The sky was a ceiling of blue crystal held up with white pillars of birch carpeted so richly with evening ferns. It was that time when the light goes out of lakes.
Near Sudbury it got sandy with hard white dunes and it was grassier and rockier but there were many fish-ripples in the streams. The reflections of birchtop and sprucetop serrations were almost black, and blue cloud-reflections swam in the brown sky. Birch groves fingered evening's green wall with their skeleton hands. That long train the sheen of evening grass followed the sky.
Now the trees began to rise up taller into the night, and the fish-rippled ponds were tarnished blackish-brown.
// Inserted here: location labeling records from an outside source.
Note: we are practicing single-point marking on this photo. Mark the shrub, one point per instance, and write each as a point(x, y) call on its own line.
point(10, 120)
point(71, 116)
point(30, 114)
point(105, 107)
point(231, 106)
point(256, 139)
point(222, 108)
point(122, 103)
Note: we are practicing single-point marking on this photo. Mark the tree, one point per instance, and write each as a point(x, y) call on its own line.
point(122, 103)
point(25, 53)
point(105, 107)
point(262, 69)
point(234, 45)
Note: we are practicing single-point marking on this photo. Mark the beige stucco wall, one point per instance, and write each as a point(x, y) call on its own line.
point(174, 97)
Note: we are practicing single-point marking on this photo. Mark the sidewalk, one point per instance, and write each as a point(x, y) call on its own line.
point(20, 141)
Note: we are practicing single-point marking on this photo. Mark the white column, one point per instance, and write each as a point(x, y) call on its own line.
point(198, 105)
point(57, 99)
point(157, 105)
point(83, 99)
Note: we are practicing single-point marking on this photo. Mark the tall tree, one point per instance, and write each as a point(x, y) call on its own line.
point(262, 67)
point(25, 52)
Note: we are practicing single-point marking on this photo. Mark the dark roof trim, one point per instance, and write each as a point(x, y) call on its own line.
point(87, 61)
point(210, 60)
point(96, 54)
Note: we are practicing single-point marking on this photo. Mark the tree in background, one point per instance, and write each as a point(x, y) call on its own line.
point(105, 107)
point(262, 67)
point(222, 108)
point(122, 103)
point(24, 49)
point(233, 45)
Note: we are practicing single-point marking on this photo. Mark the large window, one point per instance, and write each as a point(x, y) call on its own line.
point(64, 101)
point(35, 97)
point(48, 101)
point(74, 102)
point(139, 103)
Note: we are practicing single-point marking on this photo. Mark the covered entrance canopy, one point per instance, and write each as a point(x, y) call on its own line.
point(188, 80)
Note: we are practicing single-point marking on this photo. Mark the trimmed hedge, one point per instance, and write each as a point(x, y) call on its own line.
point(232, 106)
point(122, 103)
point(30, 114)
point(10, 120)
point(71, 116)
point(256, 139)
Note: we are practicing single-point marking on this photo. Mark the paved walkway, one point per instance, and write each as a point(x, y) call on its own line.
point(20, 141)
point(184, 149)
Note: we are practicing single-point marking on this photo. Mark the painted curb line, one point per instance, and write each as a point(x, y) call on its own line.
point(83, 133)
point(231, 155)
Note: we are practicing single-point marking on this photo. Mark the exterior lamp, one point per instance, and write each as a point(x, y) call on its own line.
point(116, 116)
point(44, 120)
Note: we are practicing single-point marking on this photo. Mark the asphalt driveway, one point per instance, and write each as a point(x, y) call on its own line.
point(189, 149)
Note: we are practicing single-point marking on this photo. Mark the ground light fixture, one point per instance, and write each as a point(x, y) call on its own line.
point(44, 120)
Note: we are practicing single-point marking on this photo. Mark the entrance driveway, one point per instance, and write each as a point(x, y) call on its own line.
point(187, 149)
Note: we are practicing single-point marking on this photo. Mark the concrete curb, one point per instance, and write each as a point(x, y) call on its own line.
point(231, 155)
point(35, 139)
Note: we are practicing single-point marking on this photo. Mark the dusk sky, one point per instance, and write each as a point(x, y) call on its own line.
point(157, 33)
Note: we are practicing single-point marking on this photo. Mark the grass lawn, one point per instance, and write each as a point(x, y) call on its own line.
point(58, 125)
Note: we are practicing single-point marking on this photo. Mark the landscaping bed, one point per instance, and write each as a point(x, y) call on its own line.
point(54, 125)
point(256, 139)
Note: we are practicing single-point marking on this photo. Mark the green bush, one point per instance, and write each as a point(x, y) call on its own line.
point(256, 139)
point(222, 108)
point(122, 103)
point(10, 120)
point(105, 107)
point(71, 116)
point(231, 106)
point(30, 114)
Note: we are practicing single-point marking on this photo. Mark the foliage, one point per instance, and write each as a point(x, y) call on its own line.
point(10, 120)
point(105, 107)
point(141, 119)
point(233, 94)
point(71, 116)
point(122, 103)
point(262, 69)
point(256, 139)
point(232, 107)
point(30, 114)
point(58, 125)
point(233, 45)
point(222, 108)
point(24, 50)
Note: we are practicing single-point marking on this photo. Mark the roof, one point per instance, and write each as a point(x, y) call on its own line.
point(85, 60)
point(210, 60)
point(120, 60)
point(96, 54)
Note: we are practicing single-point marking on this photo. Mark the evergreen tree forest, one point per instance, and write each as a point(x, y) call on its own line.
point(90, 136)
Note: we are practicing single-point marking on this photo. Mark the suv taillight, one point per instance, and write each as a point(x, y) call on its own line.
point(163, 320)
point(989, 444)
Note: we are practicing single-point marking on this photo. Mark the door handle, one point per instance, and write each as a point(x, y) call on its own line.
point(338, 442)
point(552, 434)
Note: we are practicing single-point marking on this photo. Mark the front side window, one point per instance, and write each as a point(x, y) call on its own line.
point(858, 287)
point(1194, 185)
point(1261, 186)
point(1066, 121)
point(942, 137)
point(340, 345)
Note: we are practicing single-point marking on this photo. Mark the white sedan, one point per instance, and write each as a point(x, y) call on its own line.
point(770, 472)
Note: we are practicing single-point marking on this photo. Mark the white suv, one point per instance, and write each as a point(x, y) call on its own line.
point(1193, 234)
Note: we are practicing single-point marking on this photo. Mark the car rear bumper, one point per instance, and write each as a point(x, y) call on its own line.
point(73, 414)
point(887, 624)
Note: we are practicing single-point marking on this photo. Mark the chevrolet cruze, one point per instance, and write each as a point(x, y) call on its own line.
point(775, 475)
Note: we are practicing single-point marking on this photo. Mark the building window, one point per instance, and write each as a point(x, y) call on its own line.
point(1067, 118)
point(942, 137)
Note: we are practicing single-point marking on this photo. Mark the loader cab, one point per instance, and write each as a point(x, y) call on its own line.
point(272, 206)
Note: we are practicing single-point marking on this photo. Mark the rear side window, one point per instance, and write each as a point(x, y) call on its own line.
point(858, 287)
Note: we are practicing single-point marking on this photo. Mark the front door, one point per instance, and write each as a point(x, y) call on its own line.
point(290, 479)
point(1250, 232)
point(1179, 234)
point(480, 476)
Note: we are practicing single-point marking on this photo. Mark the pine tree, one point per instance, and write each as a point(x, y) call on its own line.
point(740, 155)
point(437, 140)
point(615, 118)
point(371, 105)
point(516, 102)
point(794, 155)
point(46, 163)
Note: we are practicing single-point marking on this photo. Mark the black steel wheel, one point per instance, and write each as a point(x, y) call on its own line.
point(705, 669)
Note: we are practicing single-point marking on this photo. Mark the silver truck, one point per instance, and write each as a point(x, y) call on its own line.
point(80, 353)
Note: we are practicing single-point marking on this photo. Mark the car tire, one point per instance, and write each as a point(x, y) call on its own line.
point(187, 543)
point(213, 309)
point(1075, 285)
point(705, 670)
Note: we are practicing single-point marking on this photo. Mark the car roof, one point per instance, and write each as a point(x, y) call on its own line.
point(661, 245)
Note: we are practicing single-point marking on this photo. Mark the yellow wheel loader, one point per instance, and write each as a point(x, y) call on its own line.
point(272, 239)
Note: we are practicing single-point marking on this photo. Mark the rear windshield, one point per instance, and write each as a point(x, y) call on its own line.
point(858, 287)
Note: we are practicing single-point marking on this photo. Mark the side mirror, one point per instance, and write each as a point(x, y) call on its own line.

He saw a sudden gash of blue and white light on a lake whose tree-reflections were wide enough apart to let in a little last sky-color, and then he put his head down in his seat and slept.
The next morning was skygray and evergreen. Tall narrow firs were packed together as tightly as poles in a palisade. (He remembered Mexico's railing-teeth on grinning balconies.) Behind and between the tops of them, other trees flashed, helmeted guards of each other's greenness. Then suddenly from the pale bushes rose tall and grizzled stalks like arrow-shafts. There had been a fire here, perhaps three or four years ago. Now the birches returned to flash their skinny white throats, their striped white necks, keeping the firs and spruces small; now the spruces choked everything else out.